Think of it: the scandal of a pregnancy “out of wedlock”, a birth in transient circumstances, the family of Jesus refugees from a paranoid ruler quite happy to unleash “state terrorism” on unsuspecting villagers. Luke says that the news of the birth was told first to shepherds, often considered to be thieves, and not religiously upright or observant. Matthew says that early visitors were foreign astrologers bearing symbolic gifts. Early on in Jesus’ life his mother Mary was told that a “sword” (of sorrow) would pierce her heart.

God became human in Jesus in order to engage in a mission of reconciliation to overcome the alienation that had come through human waywardness. John’s Gospel speaks of the coming of the Word in order to bring life and give people “the right to be children of God” [John 1:12, 13].

This was to come about on account of the death of Christ. This is why many Christians will celebrate Christmas by remembering, in the Eucharist or Holy Communion service, the death of Jesus. Christmas, Good Friday, and Easter are all part of a big story of God’s saving acts on behalf of humanity.

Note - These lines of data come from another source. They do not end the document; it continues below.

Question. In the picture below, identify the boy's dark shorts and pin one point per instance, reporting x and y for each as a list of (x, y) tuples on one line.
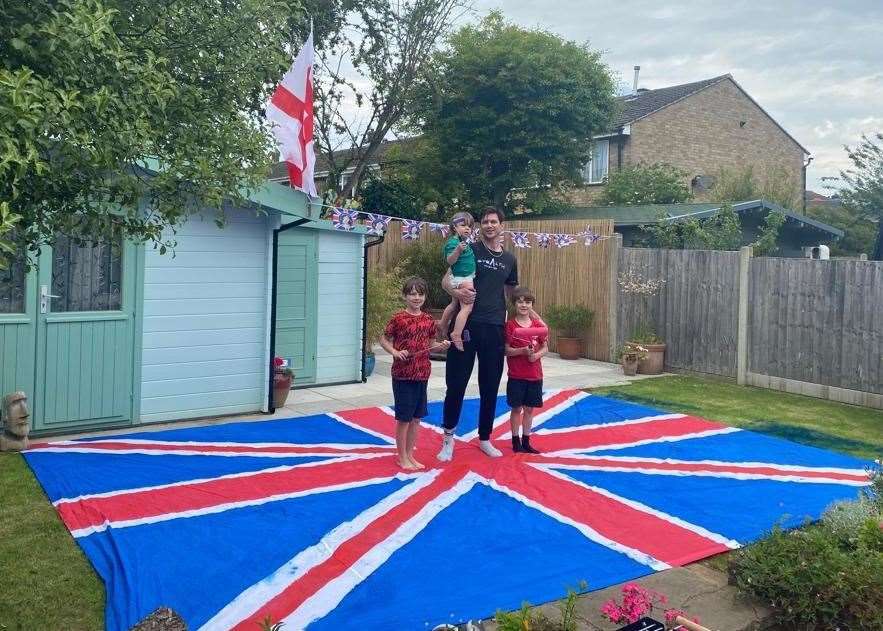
[(410, 399), (523, 392)]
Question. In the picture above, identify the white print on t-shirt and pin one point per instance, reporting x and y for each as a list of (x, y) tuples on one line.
[(491, 263)]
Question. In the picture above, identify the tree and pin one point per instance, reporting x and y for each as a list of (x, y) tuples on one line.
[(92, 89), (657, 183), (387, 43), (861, 186), (511, 108)]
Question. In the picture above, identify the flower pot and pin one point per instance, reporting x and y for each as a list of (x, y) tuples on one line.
[(281, 389), (654, 362), (370, 361), (569, 347), (630, 366)]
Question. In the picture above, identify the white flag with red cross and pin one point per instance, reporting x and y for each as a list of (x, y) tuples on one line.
[(291, 111)]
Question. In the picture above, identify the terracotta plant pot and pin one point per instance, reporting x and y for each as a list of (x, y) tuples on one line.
[(569, 347), (281, 389), (630, 366), (654, 362)]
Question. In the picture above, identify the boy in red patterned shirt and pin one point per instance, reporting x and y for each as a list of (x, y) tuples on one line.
[(407, 338), (526, 343)]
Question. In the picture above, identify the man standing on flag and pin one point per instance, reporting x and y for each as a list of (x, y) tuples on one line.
[(291, 111)]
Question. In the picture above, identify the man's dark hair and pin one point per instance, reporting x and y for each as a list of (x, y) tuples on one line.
[(522, 292), (490, 210), (414, 283)]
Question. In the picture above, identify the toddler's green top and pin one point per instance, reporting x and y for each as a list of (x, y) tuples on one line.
[(465, 265)]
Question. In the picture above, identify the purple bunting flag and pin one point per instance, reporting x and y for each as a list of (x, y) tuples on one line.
[(344, 219), (411, 229)]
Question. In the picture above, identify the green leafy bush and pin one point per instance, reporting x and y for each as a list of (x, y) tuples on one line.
[(426, 259), (384, 299), (812, 580), (569, 320)]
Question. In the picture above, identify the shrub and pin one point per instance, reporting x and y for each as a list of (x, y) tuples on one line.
[(384, 298), (426, 259), (811, 581), (569, 320)]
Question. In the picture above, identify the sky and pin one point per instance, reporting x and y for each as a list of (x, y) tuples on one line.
[(816, 67)]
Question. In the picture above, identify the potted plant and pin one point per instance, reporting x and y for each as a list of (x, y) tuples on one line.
[(629, 356), (384, 297), (632, 283), (283, 376), (569, 321)]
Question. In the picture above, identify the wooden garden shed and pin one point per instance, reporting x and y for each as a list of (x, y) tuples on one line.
[(104, 336)]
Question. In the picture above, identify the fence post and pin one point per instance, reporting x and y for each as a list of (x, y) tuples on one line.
[(613, 293), (742, 321)]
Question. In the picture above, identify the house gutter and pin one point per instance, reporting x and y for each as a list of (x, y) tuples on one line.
[(276, 231), (368, 244)]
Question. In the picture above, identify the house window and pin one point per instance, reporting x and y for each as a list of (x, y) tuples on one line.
[(596, 168)]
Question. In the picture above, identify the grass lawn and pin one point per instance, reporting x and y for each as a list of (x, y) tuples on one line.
[(47, 583), (845, 428)]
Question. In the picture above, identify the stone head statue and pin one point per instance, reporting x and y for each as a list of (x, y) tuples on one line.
[(16, 422)]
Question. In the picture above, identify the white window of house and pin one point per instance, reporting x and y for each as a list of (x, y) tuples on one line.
[(595, 169)]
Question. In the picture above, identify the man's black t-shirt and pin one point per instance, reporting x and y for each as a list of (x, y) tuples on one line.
[(493, 270)]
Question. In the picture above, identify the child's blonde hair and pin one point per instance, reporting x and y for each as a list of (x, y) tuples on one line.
[(462, 217)]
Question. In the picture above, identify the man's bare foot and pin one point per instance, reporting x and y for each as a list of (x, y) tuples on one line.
[(457, 340)]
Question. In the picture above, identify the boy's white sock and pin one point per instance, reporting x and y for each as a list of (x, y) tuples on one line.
[(489, 449)]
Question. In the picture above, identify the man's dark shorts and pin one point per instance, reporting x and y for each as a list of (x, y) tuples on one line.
[(410, 399), (522, 392)]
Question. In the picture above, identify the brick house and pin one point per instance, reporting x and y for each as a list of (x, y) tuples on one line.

Unfortunately, as an exercise in getting a genuine conversation about the original meaning of Christmas going, the St. Matthew’s billboard seems to have generated more heat than light. Such is the way with provocative acts like that. Perhaps a billboard such as this might do the trick. A conventional (or contemporary, if you like) stable scene, with the words: “What on earth is God doing here?”